Sehingga, Zenius juga meluncurkan web series lucu, menghibur, sekaligus mendidik berjudul Cerita Tiga Sekawan untuk menambah semangat eksplorasi belajar anak .
"Zenius selalu menekankan pentingnya untuk menjadi cerdas, lebih dari sekadar tahu. Cerdas di sini berarti memiliki keterampilan dasar (fundamental skills) yang baik, mulai dari matematika dasar, membaca, dan penalaran ilmiah," kata Sabda.
"Selain itu, kurikulum rancangan kami juga memiliki misi untuk menumbuhkan kecintaan terhadap belajar dalam diri semua orang sejak dini. Ketika orang sudah memiliki kecintaan belajar sejak kecil, mereka akan memiliki kemampuan untuk menyerap konsep pembelajaran dengan mudah,” Sabda menambahkan.

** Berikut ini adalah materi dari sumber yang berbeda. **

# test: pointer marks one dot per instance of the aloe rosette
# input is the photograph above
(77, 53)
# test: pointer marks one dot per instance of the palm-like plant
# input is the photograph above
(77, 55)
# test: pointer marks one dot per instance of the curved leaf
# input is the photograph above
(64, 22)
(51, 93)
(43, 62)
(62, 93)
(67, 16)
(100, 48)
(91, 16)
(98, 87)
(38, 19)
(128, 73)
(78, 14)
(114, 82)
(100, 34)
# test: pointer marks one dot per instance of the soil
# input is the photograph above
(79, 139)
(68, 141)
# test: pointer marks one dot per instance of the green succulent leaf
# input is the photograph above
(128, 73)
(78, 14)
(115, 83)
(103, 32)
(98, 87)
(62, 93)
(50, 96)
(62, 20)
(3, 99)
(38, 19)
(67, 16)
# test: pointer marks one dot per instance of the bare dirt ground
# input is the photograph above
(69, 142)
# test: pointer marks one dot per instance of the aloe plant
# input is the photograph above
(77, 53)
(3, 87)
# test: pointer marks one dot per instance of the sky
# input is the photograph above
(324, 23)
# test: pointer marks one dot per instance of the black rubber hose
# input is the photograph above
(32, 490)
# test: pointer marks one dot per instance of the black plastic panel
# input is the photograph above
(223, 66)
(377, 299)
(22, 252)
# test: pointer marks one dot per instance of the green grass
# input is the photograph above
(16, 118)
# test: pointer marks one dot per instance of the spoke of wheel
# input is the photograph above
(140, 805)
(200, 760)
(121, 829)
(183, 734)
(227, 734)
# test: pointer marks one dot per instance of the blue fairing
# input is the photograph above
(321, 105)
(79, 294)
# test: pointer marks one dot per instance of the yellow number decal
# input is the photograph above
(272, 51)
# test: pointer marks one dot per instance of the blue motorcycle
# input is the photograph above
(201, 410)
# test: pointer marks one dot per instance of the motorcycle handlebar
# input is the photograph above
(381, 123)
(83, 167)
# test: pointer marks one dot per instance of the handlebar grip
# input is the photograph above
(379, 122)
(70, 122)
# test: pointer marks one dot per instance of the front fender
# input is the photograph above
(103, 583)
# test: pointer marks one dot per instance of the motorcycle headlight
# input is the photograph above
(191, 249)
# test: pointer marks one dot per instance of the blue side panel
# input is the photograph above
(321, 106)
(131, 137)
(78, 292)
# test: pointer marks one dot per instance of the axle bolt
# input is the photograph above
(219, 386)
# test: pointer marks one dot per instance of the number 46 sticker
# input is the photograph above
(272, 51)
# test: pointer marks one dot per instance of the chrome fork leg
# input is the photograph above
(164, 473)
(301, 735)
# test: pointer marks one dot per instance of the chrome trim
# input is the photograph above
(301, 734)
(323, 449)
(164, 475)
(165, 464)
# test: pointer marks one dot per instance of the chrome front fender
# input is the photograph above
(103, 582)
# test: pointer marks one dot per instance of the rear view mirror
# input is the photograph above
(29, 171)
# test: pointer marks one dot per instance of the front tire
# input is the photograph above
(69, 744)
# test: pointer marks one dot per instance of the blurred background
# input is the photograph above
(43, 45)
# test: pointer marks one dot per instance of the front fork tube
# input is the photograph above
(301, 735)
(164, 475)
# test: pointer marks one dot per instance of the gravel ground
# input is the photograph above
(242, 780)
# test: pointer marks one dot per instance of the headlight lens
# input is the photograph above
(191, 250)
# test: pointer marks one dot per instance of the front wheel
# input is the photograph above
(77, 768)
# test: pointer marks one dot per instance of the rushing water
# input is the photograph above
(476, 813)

ZeniusLand menawarkan konsep belajar yang menarik untuk si Kecil karena materi diberikan melalui permainan dan gambar interaktif. Anak dapat belajar dengan fun, tidak merasa terbebani, dan belajar menjadi lebih efektif.
Menurut Sabda, proses belajar butuh pengulangan, jika cara dan materinya menyenangkan, anak akan terus tertarik.
Karina lalu melanjutkan, dalam bukunya yang berjudul Research-Based Strategies to Ignite Student Learning: Insights from a Neurologist and Classroom Teacher, Neurolog terkenal Judy Willis menunjukkan bagaimana pengalaman menyenangkan meningkatkan kadar dopamin, endorfin, dan oksigen pada otak anak.
"Kadar dopamin yang meningkat akan menambah motivasi dan semangat, kadar endorfin yang meningkat bisa menurunkan tingkat stres, dan kadar oksigen yang meningkat bisa memperlancar kerja otak," katanya.